The figure shows a pV diagram of a gas for a complete cycle. During part bc of the cycle, 1190 J of heat flows into a system, and at the same time the system expands against a constant external pressure of 7.00 × 104 Pa as its volume increases from 0.0200 m3 to 0.0800 m3. Calculate the change in internal (thermal) energy of the system during part bc of the cycle. If the change is nonzero, be sure to indicate whether the change is positive or negative.

Please show work

1050j

To calculate the change in internal (thermal) energy of the system during part bc of the cycle, we can use the first law of thermodynamics:

∆U = Q - W

Where:
∆U is the change in internal energy of the system
Q is the heat added to the system
W is the work done by the system

In this case, we are given that 1190 J of heat flows into the system, which means Q = 1190 J.

The work done by the system can be calculated using the formula:

W = -P∆V

Where:
P is the constant external pressure
∆V is the change in volume

In this case, the constant external pressure, P, is given as 7.00 × 10^4 Pa. The change in volume, ∆V, is the final volume minus the initial volume, which is (0.0800 m^3 - 0.0200 m^3) = 0.0600 m^3.

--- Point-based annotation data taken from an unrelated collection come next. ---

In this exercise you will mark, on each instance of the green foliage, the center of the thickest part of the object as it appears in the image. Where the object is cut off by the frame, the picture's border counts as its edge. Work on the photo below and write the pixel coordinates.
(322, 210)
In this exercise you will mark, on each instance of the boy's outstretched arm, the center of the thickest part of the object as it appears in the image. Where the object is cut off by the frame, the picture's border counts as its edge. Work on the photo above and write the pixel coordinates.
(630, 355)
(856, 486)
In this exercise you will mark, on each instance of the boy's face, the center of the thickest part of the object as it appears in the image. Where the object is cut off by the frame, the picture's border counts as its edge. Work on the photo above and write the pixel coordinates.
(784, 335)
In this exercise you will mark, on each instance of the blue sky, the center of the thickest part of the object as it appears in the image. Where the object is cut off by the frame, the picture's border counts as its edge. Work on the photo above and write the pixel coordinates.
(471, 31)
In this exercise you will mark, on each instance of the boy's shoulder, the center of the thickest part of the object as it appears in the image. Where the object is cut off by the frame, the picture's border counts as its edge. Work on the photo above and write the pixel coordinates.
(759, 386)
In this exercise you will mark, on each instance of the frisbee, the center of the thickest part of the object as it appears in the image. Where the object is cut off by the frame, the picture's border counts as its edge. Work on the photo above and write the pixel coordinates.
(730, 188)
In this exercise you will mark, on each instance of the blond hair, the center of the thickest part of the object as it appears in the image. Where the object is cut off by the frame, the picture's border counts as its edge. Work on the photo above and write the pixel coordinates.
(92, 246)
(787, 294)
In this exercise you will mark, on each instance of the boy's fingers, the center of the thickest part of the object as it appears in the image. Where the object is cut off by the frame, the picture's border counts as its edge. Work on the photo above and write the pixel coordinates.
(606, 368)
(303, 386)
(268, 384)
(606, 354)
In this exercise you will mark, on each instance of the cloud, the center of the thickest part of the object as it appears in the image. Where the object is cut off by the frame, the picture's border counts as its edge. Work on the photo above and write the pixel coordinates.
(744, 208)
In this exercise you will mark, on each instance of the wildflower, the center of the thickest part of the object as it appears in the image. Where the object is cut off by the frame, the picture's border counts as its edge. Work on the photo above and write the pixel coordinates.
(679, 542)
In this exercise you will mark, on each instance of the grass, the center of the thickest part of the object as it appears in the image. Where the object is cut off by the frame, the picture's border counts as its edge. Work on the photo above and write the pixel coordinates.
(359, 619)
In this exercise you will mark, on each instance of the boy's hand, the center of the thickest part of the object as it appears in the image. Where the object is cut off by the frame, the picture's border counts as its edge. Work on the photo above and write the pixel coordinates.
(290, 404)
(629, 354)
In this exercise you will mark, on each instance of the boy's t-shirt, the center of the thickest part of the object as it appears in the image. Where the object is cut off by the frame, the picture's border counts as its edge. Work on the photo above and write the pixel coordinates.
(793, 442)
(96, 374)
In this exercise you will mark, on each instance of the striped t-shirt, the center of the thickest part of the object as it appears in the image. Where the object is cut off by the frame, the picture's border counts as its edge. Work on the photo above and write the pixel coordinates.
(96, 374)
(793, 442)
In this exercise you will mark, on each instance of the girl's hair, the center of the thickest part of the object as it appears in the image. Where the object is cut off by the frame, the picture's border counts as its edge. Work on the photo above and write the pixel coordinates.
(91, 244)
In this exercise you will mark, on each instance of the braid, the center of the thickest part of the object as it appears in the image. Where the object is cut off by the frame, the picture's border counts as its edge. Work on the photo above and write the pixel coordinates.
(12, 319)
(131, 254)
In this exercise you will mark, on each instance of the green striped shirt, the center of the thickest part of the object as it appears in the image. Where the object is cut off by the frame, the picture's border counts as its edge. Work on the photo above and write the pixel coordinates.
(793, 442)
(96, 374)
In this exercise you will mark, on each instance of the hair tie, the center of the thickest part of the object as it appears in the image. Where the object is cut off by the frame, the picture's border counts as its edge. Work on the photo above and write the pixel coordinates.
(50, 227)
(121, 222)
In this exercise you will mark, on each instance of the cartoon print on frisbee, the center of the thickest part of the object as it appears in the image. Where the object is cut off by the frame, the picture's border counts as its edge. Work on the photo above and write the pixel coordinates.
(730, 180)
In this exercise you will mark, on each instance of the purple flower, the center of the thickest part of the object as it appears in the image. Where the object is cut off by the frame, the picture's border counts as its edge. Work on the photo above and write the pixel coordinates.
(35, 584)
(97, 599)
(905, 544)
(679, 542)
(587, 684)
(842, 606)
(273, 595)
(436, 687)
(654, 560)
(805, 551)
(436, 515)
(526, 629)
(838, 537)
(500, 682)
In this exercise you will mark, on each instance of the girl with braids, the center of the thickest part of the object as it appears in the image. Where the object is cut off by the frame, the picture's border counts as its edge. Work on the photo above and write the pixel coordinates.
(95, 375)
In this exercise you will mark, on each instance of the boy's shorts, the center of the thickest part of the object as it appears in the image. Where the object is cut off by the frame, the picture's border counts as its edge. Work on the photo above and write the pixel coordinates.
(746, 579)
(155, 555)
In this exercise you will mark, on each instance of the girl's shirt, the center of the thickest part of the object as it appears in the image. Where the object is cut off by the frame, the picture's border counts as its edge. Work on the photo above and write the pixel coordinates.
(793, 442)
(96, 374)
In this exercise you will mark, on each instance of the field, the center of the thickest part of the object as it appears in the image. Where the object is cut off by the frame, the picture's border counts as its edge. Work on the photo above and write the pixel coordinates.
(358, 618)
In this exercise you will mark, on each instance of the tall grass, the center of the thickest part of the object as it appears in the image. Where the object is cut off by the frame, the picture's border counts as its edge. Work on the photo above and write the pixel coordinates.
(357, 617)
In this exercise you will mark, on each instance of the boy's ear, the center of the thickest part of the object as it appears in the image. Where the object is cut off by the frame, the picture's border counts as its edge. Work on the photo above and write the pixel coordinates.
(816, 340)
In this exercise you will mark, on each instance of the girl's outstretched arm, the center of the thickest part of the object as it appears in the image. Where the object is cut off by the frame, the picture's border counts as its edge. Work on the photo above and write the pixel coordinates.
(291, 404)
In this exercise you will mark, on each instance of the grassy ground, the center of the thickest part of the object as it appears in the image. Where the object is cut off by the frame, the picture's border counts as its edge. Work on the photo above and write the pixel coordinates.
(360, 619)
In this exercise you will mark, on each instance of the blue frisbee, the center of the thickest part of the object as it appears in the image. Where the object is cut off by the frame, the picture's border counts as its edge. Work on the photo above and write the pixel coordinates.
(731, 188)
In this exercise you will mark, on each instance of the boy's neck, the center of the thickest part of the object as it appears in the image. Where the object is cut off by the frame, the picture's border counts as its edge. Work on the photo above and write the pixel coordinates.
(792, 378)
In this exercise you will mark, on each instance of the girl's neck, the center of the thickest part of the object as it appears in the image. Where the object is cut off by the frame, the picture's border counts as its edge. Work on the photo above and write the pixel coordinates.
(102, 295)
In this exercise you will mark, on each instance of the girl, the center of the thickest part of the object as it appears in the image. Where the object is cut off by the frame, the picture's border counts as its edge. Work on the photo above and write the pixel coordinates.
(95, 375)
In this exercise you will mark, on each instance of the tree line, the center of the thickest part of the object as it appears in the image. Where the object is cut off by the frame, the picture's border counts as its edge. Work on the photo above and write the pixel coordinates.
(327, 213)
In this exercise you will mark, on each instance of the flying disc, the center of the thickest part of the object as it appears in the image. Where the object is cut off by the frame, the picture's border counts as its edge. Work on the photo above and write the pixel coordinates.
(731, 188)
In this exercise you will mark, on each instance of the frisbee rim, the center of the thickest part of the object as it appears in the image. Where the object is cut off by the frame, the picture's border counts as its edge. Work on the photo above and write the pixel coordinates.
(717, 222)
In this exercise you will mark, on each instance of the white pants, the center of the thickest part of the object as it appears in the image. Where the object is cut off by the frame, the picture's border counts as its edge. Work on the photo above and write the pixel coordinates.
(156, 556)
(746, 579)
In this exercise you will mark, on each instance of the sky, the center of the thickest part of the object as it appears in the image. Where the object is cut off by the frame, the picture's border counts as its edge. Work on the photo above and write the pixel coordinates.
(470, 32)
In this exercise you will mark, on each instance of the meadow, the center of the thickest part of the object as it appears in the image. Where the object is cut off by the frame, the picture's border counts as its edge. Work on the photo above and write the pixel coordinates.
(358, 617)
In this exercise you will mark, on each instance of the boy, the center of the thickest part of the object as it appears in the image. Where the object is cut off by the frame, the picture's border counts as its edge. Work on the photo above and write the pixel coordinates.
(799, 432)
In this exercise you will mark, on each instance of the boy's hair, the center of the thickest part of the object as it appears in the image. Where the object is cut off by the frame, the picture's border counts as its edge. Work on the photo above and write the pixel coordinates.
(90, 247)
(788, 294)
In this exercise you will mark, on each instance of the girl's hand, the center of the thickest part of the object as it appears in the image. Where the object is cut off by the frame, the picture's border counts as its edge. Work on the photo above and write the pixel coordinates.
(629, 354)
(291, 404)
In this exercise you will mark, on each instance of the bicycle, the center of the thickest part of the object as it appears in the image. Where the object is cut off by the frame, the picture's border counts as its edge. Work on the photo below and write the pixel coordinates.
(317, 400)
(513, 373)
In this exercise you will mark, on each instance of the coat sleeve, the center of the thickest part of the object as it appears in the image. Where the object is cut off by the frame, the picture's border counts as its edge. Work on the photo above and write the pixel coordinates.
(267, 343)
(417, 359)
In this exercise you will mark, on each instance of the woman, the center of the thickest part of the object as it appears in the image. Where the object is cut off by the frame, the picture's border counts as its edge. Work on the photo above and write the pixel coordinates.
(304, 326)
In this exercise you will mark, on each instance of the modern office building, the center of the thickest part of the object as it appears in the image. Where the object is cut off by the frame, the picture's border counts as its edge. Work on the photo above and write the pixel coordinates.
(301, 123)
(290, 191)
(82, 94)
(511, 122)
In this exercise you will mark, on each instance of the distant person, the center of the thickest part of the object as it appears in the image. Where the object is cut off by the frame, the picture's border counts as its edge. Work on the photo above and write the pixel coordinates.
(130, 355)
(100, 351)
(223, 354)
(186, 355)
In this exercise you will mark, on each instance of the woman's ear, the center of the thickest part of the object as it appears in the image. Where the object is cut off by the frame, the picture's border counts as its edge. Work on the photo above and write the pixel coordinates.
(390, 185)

Plugging in the values into the formula, we get:

W = - (7.00 × 10^4 Pa) * (0.0600 m^3)
W = - 4200 J

Therefore, the work done by the system is -4200 J.

Now, we can calculate the change in internal energy using the first law of thermodynamics:

∆U = Q - W
∆U = 1190 J - (-4200 J)
∆U = 1190 J + 4200 J
∆U = 5390 J

Therefore, the change in internal energy of the system during part bc of the cycle is 5390 J. Since the change in internal energy is positive, it means the internal energy of the system has increased during this part of the cycle.